Recently, China’s “Shipborne Weapons and Naval Knowledge” magazine publicly displayed an artist’s impression of a new type of naval land-based early warning aircraft. The aircraft in the picture resembles what foreign media refer to as the “KJ-700” aircraft. So, what is special about this aircraft?
Foreign media believe that the “KJ-700” aircraft is equipped with the world’s first multi-sensor integrated airborne early warning platform, which includes a conformal dual-band phased array radar, a large active phased array radar, and a large airborne infrared early warning system. This represents a revolutionary advancement in global airborne stealth detection technology.
In fact, using large optical systems or infrared detectors to monitor and detect aerial targets is not a novel concept from China. In the late 1990s, the U.S. Air Force’s RC-135S “Cobra Ball” reconnaissance aircraft was already using a series of large airborne optical reconnaissance devices. For instance, the right wing and the two right engine nacelles of the RC-135S “Cobra Ball” reconnaissance aircraft were painted black. A row of four large round windows was arranged from the cockpit rear to the leading edge of the wing on the right side of the fuselage. These windows were for the three large active sensor systems of the “Cobra Ball” reconnaissance aircraft.
The first window near the nose was for the Medium Wave Infrared Array (MIRA) system, the second and third windows for the Real-Time Optical Surveillance System (RTOS), which uses 13 capture/tracking sensors to record various visible light images. The last window was for the Large Aperture Tracking System (LATS), an optical telescope with a focal length of over 30 centimeters, capable of detecting aerial targets with high resolution.
From the images released by “Shipborne Weapons and Naval Knowledge” magazine, it can be seen that the new type of naval land-based early warning aircraft has a large “optical telescope” turret mounted on the nose. This structure is similar to the laser turret of the U.S. Air Force’s YAL-1A airborne laser anti-missile demonstrator.
“Shipborne Weapons and Naval Knowledge” believes that this nearly 1-meter diameter ultra-large airborne “optical telescope” is actually an airborne long-range infrared early warning and detection system. Its main function is to use the ultra-large infrared sensor to detect stealth fighters, stealth bombers, stealth drones, and stealth cruise missiles hundreds of kilometers away.
It is well known that airborne infrared early warning and detection systems are specialized equipment used for autonomous detection, positioning, and tracking of infrared targets. Friends with early warning aircraft at home know that traditional phased array early warning radars still dominate modern warfare.
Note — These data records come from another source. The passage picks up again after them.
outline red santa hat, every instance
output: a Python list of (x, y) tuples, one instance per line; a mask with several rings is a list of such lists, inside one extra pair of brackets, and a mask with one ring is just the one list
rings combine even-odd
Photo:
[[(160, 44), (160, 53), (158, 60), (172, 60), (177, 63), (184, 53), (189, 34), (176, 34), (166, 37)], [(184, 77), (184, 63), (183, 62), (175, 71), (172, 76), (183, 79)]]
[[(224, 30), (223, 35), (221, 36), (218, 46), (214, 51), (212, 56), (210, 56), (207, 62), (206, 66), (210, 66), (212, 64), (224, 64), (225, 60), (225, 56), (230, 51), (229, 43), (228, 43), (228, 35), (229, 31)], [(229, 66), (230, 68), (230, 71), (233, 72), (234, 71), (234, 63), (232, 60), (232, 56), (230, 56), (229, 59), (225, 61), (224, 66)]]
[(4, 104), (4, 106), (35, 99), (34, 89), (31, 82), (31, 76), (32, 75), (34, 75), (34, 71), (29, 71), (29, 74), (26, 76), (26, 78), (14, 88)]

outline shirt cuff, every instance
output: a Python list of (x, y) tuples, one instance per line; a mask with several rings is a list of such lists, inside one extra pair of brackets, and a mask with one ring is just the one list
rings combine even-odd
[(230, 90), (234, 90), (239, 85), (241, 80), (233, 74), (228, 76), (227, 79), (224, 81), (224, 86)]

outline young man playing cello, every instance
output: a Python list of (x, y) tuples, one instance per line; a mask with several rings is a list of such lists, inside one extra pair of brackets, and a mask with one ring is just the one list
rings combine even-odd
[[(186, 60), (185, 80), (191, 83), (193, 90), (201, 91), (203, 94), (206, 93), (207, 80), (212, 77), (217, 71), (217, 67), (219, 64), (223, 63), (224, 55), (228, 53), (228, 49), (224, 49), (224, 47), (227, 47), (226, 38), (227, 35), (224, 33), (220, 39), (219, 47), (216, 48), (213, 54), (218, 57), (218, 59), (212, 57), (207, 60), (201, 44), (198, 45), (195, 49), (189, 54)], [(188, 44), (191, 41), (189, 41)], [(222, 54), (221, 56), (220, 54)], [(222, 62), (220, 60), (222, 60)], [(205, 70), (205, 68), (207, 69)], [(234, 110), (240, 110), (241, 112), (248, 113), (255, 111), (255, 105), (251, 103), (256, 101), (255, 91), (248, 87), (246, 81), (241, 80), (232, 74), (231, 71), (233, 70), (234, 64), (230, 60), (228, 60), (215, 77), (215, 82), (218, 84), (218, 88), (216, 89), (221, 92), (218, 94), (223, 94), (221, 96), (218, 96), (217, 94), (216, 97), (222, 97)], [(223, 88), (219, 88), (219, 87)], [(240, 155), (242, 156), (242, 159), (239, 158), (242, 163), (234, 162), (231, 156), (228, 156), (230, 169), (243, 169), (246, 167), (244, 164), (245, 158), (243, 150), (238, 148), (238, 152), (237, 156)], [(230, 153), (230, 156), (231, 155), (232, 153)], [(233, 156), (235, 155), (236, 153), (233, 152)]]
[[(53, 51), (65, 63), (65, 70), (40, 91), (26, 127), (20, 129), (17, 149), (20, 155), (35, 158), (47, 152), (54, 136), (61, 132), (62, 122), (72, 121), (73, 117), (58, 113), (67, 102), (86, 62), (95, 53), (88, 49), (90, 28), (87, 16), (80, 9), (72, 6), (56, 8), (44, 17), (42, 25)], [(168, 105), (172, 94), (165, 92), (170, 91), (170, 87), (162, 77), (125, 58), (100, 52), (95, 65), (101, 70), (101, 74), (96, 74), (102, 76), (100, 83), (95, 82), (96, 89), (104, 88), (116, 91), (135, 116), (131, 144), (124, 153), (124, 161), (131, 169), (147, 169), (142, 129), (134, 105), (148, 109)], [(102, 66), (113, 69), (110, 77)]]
The new naval land-based early warning aircraft is also equipped with a certain type of long-range early warning radar system and a new type of dual-mode dual-band digital array active phased array radar. However, although radar stealth detection technology is continuously developing, new-generation all-aspect stealth combat aircraft such as the RQ-180 and B-21 are still difficult to be effectively monitored by a single early warning radar. The detection capability of early warning radars against these new-generation stealth aircraft remains weak and cannot provide effective early warning.
At the same time, active phased array radars use active detection modes, emitting high-power radio waves to detect targets. In today’s constantly evolving electronic warfare technology, conventional early warning radars are easily attacked by enemy ultra-long-range anti-radiation weapons. The U.S. military’s recently unveiled AIM-174B ultra-long-range air-to-air missile is said to have an effective range of up to 400 kilometers against large targets such as early warning aircraft, posing a significant threat to Chinese early warning aircraft.
Therefore, it is indeed necessary to build a passive detection long-range infrared early warning and detection system to compensate for the blind spots of radar early warning, while avoiding its inherent weaknesses. This allows the integration of airborne radar, dual-band radar, and electro-optical early warning systems into a unified early warning system. In fact, for major powers, there are no technical difficulties in establishing this system. Large-aperture infrared imaging systems have already been successfully applied in certain infrared early warning satellite constellations. Handling large optical sensors with a diameter of about 1 meter is well within reach.